Lompat batu Hombo Batu, adalah salah satu tradisi yang sangat populer di masyarakat Nias di Kabupaten Nias Selatan. Tradisi ini dilakukan sudah sejak lama dan diwariskan dengan turun temurun oleh masyarakat yang ada di Desa Bawo Mataluo, atau Bukit Matahari. Tradisi lompat batu ini telah dilakukan sejak zamannya para leluhur, yang dimana di zaman dahulu mereka sering berperang dengan suku lainnya. Sehingga mereka melatih diri mereka sendiri agar kuat, dan mampu menembus benteng pertahanan lawan yang konon memang cukup tinggi.

Seiring dengan semakin berkembangnya zaman tradisi ini pun turut berubah fungsinya, karena zaman sekarang mereka sudah tidak berperan lagi. Maka tradisi lompat batu ini digunakan bukan untuk berperang, tetapi menjalankan ritual dan menjadi salah satu simbol budaya Orang Nias. Tradisi lompat batu ini merupakan ritus budaya untuk menentukan apakah seorang pemuda di Desa Bawo Mataluo, bisa diakui sebagai pemuda yang sudah dewasa atau belum.

Baca Juga :   Pemberontakan PRRI dan Permesta : Latar Belakang dan Tujuannya Lengkap

Para pemuda tersebut akan diakui sebagai pemuda yang gagah berani, jika mampu melompati sebuah tumpukan batu yang dibuat sedemikian rupa yang tingginya lebih dari 2 M. terdapat upacara ritual yang khusus sebelum para pemuda tersebut melompatinya, yaitu sambil mengenakan pakaian adat mereka berlari dengan menginjak batu penopang yang kecil dahulu, untuk bisa melewati bangunan batu yang tinggi. Sampai saat ini tradisi tersebut tetap eksis, di tengah budaya yang sudah modern yang semakin menghimpit. Semoga kita bisa melestarikan budaya ini, supaya menjadi kebanggaan diri sendiri dan untuk bangsa kita sendiri.

Bahasa Suku Nias

Bahasa Nias termasuk ke dalam rumpun Bahasa Austronesia, bahasa ini juga tersebar sampai ke Kepulauan Batu yang ada di sebelah selatan Pulau Nias. Terdapat empat dialek, yang diantaranya yaitu dialek Nias Utara, Nias Tengah “Gomo”, Nias Selatan “Teluk Dalam” dan dialek Batu.

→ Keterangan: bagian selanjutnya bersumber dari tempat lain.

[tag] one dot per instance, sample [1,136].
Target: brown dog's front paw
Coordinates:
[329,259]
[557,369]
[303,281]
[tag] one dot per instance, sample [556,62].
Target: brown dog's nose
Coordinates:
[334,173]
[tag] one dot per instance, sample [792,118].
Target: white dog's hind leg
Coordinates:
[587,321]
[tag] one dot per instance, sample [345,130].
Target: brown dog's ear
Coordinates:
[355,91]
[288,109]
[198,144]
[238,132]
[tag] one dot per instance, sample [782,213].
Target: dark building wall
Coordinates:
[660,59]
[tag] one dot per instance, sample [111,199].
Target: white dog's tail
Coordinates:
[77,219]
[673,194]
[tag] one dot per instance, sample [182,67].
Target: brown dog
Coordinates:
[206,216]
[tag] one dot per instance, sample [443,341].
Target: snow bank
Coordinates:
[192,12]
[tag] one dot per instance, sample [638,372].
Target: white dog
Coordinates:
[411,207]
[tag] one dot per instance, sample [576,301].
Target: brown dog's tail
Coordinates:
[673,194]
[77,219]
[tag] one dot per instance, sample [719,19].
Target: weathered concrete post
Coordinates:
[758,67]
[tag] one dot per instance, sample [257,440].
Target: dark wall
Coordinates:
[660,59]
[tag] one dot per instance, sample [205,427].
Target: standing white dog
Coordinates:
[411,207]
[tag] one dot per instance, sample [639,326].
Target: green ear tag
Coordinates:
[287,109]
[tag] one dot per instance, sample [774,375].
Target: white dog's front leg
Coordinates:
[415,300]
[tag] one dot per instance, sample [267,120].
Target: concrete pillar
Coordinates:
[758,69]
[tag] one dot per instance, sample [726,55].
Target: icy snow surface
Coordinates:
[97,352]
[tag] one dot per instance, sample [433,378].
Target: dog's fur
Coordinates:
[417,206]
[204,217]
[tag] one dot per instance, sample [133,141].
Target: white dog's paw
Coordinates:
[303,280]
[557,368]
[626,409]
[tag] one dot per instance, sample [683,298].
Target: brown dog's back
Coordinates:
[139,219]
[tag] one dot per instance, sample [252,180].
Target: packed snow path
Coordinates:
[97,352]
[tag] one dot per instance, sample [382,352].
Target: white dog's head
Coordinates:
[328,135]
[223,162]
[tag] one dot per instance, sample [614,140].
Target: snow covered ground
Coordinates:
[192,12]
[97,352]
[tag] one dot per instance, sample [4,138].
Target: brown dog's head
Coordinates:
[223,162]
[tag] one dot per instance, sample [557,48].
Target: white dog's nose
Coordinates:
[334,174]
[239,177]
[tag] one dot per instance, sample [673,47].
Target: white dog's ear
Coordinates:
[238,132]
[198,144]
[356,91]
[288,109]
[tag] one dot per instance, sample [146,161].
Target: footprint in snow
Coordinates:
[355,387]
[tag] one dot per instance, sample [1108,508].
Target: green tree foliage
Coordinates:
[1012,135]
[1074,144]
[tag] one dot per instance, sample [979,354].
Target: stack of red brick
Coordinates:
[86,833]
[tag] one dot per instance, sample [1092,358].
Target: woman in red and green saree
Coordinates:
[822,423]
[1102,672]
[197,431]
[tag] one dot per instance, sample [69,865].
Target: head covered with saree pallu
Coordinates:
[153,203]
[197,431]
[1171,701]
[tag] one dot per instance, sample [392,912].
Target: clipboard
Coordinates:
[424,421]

Mata Pencaharian Suku Nias

Mata pencaharian utama orang Nias adalah berladang tanaman ubi jalar, ubi kayu, kentang dan sedikit padi. Dan mata pencaharian tambahannya adalah berburu dan meramu. Ketika di saat sekarang di pulau ini ditanami cengkeh, dan juga semak nilam untuk diambil minyaknya.

Agama Dan Kepercayaan Suku Nias

Di masa sekarang sebagian besar Suku Nias sudah memeluk agama islam. Namun agama asli mereka adalah Malohe Adu, yaitu penyembah roh yang di dalamnya dikenal dengan banyak dewa dan diantaranya yang paling tinggi bernama Lowalangi. Mereka juga memuja roh dengan cara mendirikan patung yang terbuat dari batu dan kayu, rumah tempat pemujaan roh itu disebut dengan Osali. Pemimpin agama aslinya disebut Ere. Di masa kini Lowalangi diambil untuk menyebut nama Tuhan Allah, dan Osali menjadi nama gereja dalam konsep agama Kristen.

Demikianlah pembahasa lengkap mengenai Suku Nias yang meliputi asal usul, budaya, bahasa, mata pencaharian serta agama dan kepercayaannya. Semoga artikel ini membantu anda dalam mengetahui sejarah suku-suku yang ada di Indonesia.